How to properly use OpenXmlWriter to write large Excel files

Brian Jones already wrote something on using the OpenXmlWriter with the Open XML SDK to write large Excel files. There are a couple of things that weren’t mentioned though.

OpenXmlWriter works best for creating new things

For the purposes of explanation, we’ll assume the “new thing” is a new worksheet, although OpenXmlWriter can be used to write any Open XML SDK part (such as WorkbookPart).

The reason for this is that OpenXmlWriter is essentially writing out XML tags. The SDK offers classes and properties that we’re familiar with, but underneath it all, an Open XML spreadsheet’s internal structure are XML files zipped together. So instead of using the SDK classes to form the “XML” parts, we use the OpenXmlWriter to directly write out the XML.

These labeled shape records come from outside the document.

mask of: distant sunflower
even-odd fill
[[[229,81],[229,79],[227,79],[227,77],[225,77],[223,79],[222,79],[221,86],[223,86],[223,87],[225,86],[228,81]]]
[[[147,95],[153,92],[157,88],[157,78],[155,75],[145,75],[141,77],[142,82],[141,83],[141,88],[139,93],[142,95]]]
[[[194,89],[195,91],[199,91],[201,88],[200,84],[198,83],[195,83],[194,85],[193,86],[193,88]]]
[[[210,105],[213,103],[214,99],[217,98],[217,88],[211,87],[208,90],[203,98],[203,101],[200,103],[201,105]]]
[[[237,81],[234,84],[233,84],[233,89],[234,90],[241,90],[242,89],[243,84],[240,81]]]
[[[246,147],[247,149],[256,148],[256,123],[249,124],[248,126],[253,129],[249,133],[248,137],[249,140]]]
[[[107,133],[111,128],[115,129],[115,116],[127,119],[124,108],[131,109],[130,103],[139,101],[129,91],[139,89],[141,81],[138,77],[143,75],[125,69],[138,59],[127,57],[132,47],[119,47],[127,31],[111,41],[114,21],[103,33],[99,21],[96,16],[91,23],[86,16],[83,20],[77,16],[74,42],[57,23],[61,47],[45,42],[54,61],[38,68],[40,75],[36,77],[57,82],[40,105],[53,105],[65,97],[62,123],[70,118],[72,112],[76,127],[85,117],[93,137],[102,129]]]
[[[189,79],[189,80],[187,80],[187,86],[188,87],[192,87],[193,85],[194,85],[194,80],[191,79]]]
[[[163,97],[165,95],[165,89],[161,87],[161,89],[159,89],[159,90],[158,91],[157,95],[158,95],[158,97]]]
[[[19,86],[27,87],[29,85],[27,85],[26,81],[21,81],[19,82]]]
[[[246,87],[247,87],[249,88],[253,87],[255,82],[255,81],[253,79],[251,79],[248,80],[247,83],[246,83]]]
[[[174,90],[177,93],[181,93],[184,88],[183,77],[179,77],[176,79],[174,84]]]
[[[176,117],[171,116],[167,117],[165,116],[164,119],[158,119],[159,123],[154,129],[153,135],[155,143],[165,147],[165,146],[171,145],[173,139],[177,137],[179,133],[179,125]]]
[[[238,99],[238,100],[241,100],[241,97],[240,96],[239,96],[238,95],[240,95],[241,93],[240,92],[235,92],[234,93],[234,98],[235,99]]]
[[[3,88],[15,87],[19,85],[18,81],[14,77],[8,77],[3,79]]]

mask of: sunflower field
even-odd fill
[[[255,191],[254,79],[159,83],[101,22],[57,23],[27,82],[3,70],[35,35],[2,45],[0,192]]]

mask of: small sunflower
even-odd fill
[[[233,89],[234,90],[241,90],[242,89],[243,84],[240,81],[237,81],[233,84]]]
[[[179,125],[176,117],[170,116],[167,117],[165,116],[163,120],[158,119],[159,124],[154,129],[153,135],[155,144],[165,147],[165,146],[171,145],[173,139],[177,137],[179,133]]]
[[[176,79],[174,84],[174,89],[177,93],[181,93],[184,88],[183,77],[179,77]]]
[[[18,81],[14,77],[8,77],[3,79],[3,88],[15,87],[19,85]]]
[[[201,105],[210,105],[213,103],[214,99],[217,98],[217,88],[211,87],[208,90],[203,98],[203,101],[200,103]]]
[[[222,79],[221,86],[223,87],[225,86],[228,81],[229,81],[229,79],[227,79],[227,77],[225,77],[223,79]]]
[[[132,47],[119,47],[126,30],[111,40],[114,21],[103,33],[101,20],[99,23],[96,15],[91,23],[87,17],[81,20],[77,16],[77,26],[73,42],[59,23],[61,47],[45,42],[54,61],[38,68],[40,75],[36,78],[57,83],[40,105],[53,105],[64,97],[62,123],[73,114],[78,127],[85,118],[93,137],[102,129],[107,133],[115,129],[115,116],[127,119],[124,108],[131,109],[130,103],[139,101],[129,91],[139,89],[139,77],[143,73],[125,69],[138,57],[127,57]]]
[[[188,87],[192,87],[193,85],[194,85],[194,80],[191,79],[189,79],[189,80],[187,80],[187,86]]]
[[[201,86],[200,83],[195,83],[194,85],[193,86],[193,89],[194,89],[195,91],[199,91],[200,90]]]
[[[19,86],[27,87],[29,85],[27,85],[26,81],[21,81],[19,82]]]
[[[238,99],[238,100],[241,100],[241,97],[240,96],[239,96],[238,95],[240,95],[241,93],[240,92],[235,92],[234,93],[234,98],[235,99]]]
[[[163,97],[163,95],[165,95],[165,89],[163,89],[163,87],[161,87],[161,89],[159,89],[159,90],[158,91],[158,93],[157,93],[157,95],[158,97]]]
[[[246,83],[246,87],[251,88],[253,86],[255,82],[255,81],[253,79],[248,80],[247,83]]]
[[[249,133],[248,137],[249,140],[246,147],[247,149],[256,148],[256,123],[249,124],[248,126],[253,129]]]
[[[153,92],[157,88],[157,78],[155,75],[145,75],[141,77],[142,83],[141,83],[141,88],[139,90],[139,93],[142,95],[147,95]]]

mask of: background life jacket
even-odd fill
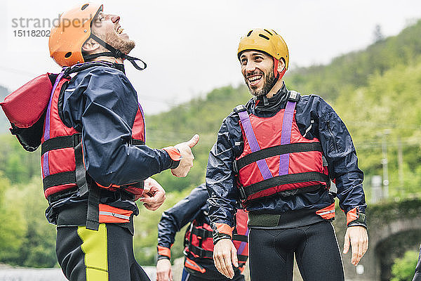
[[[295,122],[300,94],[290,91],[286,107],[272,117],[235,109],[244,140],[243,153],[234,162],[243,204],[278,194],[290,196],[328,187],[327,162],[320,141],[304,138]]]
[[[239,209],[235,218],[236,226],[234,231],[232,242],[237,249],[239,265],[241,268],[244,266],[248,258],[248,215],[244,210]],[[185,234],[185,252],[191,254],[195,258],[213,259],[213,241],[212,236],[213,231],[210,226],[204,220],[195,219],[190,224]],[[186,259],[185,266],[200,272],[204,269],[189,259]]]
[[[62,121],[63,96],[72,78],[70,74],[96,66],[109,65],[101,62],[86,63],[65,67],[59,74],[41,75],[8,96],[1,103],[12,125],[11,131],[24,148],[34,151],[41,144],[41,174],[44,195],[48,202],[51,204],[76,192],[83,196],[89,191],[86,221],[89,229],[98,229],[100,222],[128,222],[133,213],[100,204],[98,187],[110,191],[124,188],[128,198],[136,200],[141,195],[144,185],[141,181],[105,187],[87,178],[81,133]],[[36,99],[34,97],[39,96],[40,101],[34,107],[34,100]],[[143,145],[145,140],[144,114],[138,104],[131,142],[132,145]],[[107,214],[112,218],[107,218]]]

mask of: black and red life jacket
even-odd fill
[[[233,233],[232,242],[237,249],[237,258],[240,268],[243,267],[248,258],[248,228],[247,227],[247,213],[238,209],[235,215],[236,226]],[[212,228],[203,220],[194,220],[190,224],[185,234],[185,251],[195,258],[213,259],[213,241]],[[194,261],[186,259],[185,266],[196,271],[203,268]],[[203,272],[202,272],[203,273]]]
[[[95,66],[109,66],[92,62],[65,67],[58,74],[46,74],[35,78],[11,93],[1,106],[11,122],[11,131],[24,148],[34,151],[41,145],[41,166],[44,192],[49,203],[79,192],[88,195],[86,227],[98,229],[99,223],[128,222],[132,211],[99,204],[99,188],[115,191],[124,188],[128,198],[140,197],[143,181],[124,186],[105,187],[86,178],[81,133],[67,126],[62,119],[63,96],[72,76]],[[34,103],[34,96],[39,101]],[[44,128],[42,127],[44,124]],[[140,105],[132,128],[132,145],[145,144],[145,119]],[[88,222],[92,221],[93,223]]]
[[[320,141],[304,138],[295,122],[300,94],[290,91],[286,107],[272,117],[235,109],[244,140],[243,153],[234,162],[243,204],[278,194],[290,196],[328,188],[327,162]]]

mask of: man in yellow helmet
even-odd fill
[[[49,89],[41,126],[31,127],[36,133],[15,126],[13,133],[20,140],[29,136],[21,141],[27,150],[42,143],[46,215],[58,226],[57,256],[70,280],[149,280],[133,256],[135,201],[159,207],[165,191],[149,176],[168,169],[186,176],[199,141],[196,135],[163,149],[145,145],[143,111],[123,62],[146,65],[128,55],[135,42],[119,21],[94,4],[61,15],[49,48],[62,71],[36,80],[49,84],[38,87]]]
[[[228,277],[238,266],[232,238],[235,203],[249,211],[252,280],[292,280],[293,256],[306,281],[343,280],[331,221],[336,183],[356,266],[368,247],[363,173],[351,136],[321,97],[288,91],[288,47],[274,30],[255,29],[238,58],[253,98],[222,122],[206,172],[213,259]]]

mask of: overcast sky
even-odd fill
[[[73,2],[73,3],[72,3]],[[13,19],[49,19],[80,1],[2,1],[0,3],[0,84],[15,89],[31,78],[60,67],[50,58],[48,37],[18,37]],[[101,3],[101,2],[98,2]],[[421,18],[420,0],[105,0],[104,11],[120,24],[143,59],[139,72],[126,63],[126,74],[149,114],[203,96],[214,88],[241,83],[236,48],[253,27],[272,28],[290,50],[290,70],[326,64],[365,48],[376,25],[385,36],[397,34]],[[47,23],[47,21],[44,20]],[[288,72],[287,72],[288,73]],[[321,93],[321,94],[323,94]],[[245,102],[239,100],[239,103]]]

The problem comes when we need to save. If you’re working with an existing worksheet, there’s already an existing XML structure in place. This means there’s a corresponding WorksheetPart (to your Worksheet class), and this WorksheetPart already has the XML structure (and more importantly, a DOM structure).

So you can’t just use the OpenXmlWriter to write the XML stuff into an existing WorksheetPart, because any changes you made will be ignored.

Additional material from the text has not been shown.